Sudah Saatnya ‘Move On’ Dari Luis Milla

Harapan pelatih Luis Milla Aspas untuk kembali memperpanjang kontraknya bersama PSSI guna menukangi timnas Indonesia masih belum juga tercapai. PSSI sebelumnya memang telah memutuskan melalui rapat Komite Eksekutif (Exco), 28 Agustus lalu, untuk memperpanjang kontrak pelatih asal Spanyol itu dengan durasi setahun ke depan.

Namun kenyataannya, proses negosiasi dengan mantan pemain Barcelona dan Real Madrid tersebut masih mandek. Hingga tanggal yang ditetapkan, Milla maupun perwakilannya tak kunjung datang ke Indonesia.

Bahkan, Milla diketahui saat ini masih disibukkan dengan kembali mengikuti kursus lisensi kepelatihan di negaranya. PSSI melalui sekretaris jenderalnya, Ratu Tisha Destria, terakhir menyebutkan saat ini proses negosiasi hanya berlangsung jarak jauh dengan agen sang pelatih.
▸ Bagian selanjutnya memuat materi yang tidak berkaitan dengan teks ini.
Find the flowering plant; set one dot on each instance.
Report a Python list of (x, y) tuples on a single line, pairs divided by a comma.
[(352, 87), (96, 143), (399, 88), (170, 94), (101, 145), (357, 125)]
Padahal, timnas Indonesia sudah dikejar waktu persiapan yang semakin pendek untuk Piala AFF 2018. Bila dilihat dari jadwal laga perdana, Indonesia akan menghadapi Singapura, 9 November mendatang. Artinya, masa persiapan hanya kurang dari sebulan lagi.

Dalam kondisi seperti ini, PSSI harus cepat untuk kembali memutuskan bahwa mereka sudah tak perlu lagi bernegosiasi dengan Milla. Apalagi jika berkaca dari prestasi, tanpa bermaksud mengecilkan kualitas Milla, bisa dikatakan pelatih berusia 52 tahun itu gagal!

Semua target yang diberikan meleset. Mulai dari gagal lolos ke putaran final Piala Asia U-23 2018, medali emas SEA Games 2017 (hanya medali perunggu), hingga gagal melaju ke babak empat besar Asian Games 2018 (terhenti di babak 16 besar).

Memang ada yang bilang, Milla sudah menanamkan fondasi yang baik untuk permainan tim Garuda. Ya, kita berterima kasih untuk itu. Tapi jika bicara nilai kontraknya yang kabarnya mencapai Rp2 miliar per bulan, rasanya memang sudah sewajarnya harus ada yang diwarisi Milla.

Milla sendiri menjelang akhir kontraknya tampaknya juga sudah mempersiapkan diri bila nantinya tak melanjutkan kerja sama dengan PSSI, dengan mewariskan ilmunya kepada pelatih Indonesia. Itu supaya apa yang telah dibentuknya selama dua tahun terakhir tak hilang begitu saja. Karena dalam sepakbola memang butuh proses untuk melahirkan prestasi, tak hanya cukup satu atau dua tahun.

PSSI pun terlihat sudah mulai mengantisipasi jika proses negosiasi dengan mantan pelatih Valencia tersebut gagal. Beberapa kandidat pelatih yang berkiprah di Indonesia baik lokal maupun asing sudah masuk katalog calon pengganti Milla.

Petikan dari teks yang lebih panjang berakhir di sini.